Platts Analytics sees oil prices struggling to go beyond the
mid-$40s/bbl mark by the end of calendar year 2020 (CY20) before creeping up to
$50/b by end-2021.
China may have
given oil
markets false hope. A rapidly rebounding economy in the Asian powerhouse
had initially revived demand, but bloated inventories and stockpiling by
domestic refineries have exposed the fragility of prices.

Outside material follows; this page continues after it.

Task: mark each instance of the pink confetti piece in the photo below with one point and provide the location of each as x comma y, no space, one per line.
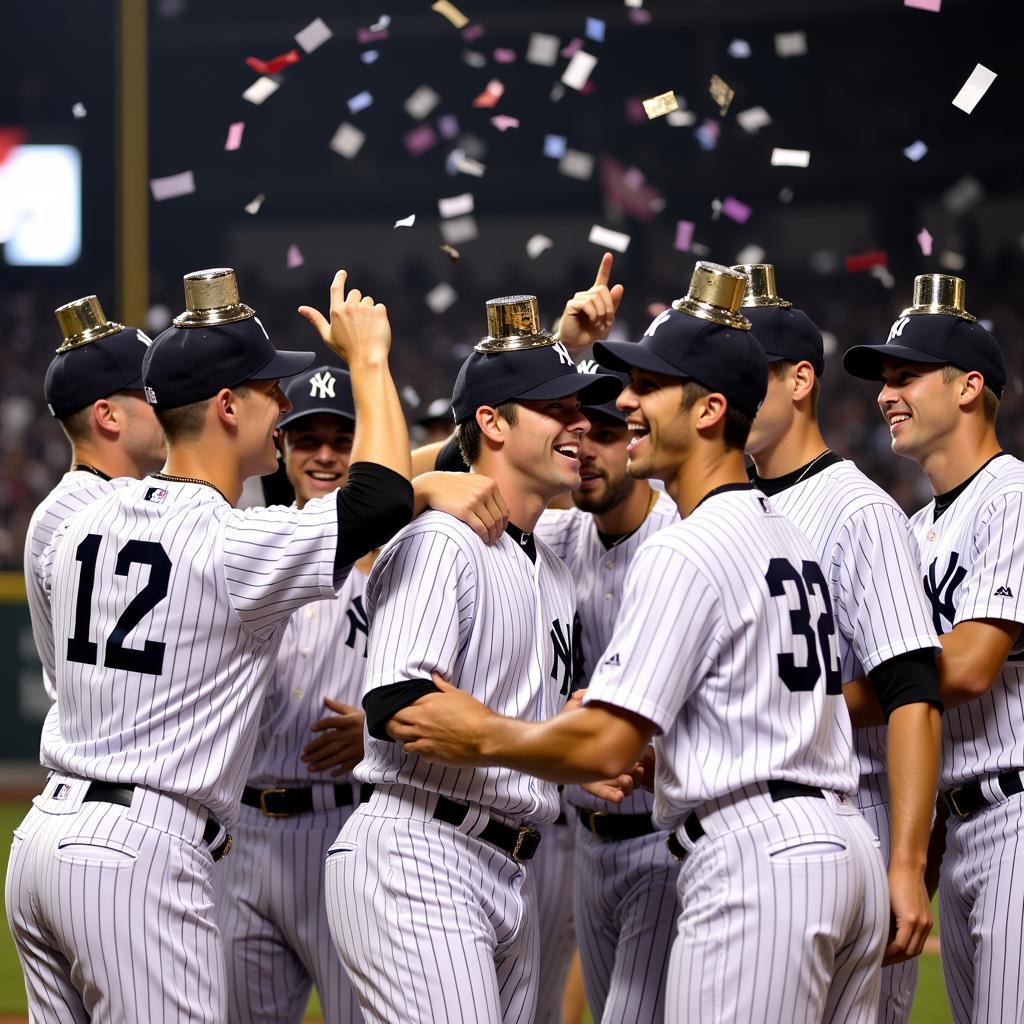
235,131
420,139
734,210
684,235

A look at Chinese ports tells the full story. Shandong - home to a host of
independent refineries - is completely congested. The volume of crude stored on
tankers idled in Chinese waters near the port city for over a week has
quintupled from normal levels.
Chinese
refineries, which had taken advantage of relatively cheap prices over the past
quarter, are now struggling to find buyers for products, dampening the appetite
for crude further. Oil imports have extended losses as expected - dropping 7.4
per cent to a four-month low of 11.23 million b/d in August from July, data
from China's
General Administration of Customs, showed recently.
The volumes have
been on a decline since July, when they peaked at close to 13 million b/d amid
rising stocks in crude and oil products. Crude imports in September are set to
decline further, with lower new arrivals than in the previous months. New
arrivals into Qingdao port, China's top crude port on turnover, were estimated
to have dropped by about a quarter to 2 million-3 million mt in September from
June-August, a port official said.
India limps along
With Chinese
demand stalling, the market is looking to India to buy more marginal barrels.
State-owned refineries, which tend to focus on domestic demand, have seen runs
increasing as consumption starts to slowly recover. However, export refineries
- predominantly owned by the private sector - have seen runs decreasing due to
a lack of demand and negative margins.